Challenges we ran into

The first challenge that we came across was to find the best sentiment API for our speicific use case that is relatively simple to use and easy. We first looked at Google's, Natural Language, API, but was not the best for use in our project, so we turned to NLTK.

A challenge that we came across as we developed the backend was of how to effectively implement the news API without using an excess amount of requests. We solved this by requesting the API through different days instead of per domain, which decreased our total requests needed by around 900%.

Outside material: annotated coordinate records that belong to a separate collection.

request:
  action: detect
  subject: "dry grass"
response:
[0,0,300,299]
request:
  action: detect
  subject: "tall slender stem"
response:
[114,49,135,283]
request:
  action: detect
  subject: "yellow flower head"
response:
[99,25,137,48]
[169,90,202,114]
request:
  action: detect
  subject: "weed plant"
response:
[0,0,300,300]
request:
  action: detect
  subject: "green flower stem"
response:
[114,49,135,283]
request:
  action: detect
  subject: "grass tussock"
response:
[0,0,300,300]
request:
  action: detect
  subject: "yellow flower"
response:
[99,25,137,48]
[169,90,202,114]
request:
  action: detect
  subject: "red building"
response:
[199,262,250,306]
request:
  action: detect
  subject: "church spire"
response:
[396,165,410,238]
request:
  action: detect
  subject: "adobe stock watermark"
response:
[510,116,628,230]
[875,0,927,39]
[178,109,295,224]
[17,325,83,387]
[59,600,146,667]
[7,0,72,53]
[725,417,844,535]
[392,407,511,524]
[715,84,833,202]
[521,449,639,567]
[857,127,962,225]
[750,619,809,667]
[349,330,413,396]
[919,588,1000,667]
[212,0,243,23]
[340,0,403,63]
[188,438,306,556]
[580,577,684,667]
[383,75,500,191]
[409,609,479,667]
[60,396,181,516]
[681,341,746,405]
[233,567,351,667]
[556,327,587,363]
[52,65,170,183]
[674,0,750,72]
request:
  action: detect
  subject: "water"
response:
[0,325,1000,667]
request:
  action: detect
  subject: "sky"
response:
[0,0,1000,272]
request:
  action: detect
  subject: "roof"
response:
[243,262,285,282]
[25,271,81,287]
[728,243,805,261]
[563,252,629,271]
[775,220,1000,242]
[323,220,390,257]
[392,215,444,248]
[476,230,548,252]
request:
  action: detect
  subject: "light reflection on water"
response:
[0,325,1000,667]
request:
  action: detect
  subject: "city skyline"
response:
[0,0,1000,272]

The front end team also ran into issues while creating the website. The "See How It Works" button was really difficult to code, due to JavaScript not being able to open dropdowns and do other important things. This made it super complicated to implement the feature as a user typing, but we eventually got it to work.

The Chart layout was also very confusing, as we needed to basically restyle the whole chart to work with our unique theme. This lead to many issues, but eventually provided us with a better understanding of Chart.js.

There were, of course, a few challenges that were just results of careless oversights of the API documentation and what not, but we're happy to say we overcame all of them and finished this wonderful and useful project in less than 36 hours.

Accomplishments that we're proud of

As highschoolers interested in Computer Science, building a fullstack application successfully and in less than 12 hours that incorporates techniques such as natural language processing and web-scraping is something we're extremely proud of. Amatuers in writing code, we're proud of being able to persevere through the unknown waters of sentiment analysis. Lastly, we're most proud of creating a brilliant web-app that offers true value to those who use it; our mission has always been to bring a positive impact to the world through code, and this project embodies that very idea.

What we learned

We learned a great deal in a varitey of subjects. First and foremost, as our first hackathon (3 of 4 members) we gained valuable experience developing a sophisticated yet useful app in a short amount of time. Beyond just learning how hackathons work, we dove deeper into the idea that inspired the project: the scope of bias and narratives are much beyond what we may initially believe and they hold a stronger grasp on people's beliefs than we currently think - our learnings, after diving deep into this subject, have reinforced our belief of the importance of bias checkers and ways to ensure our sources of information are objective. In addition, we learned the basics of sentiment analysis and natural language processing: tokenization, lammetization, and removing parts of sentences like stop words, punctuation, and neutral words.

What's next for Bias.ly

As for Bias.ly, we're looking to get it hosted on a website to share our tool with as many people as possible. We hope that our small web-app will continue to bring value to anyone who uses it, and ultimately grows to encompass more websites, greater complexity in search terms, and more comprehensive analytics. As we write this, we've already begun working on implementing topic modeling and more diverse attitudes to our tool: we hope that it slowly becomes a more useful and important idea that many people consider before taking information for granted. Objectivity is crucial, but subjectivity is commonplace.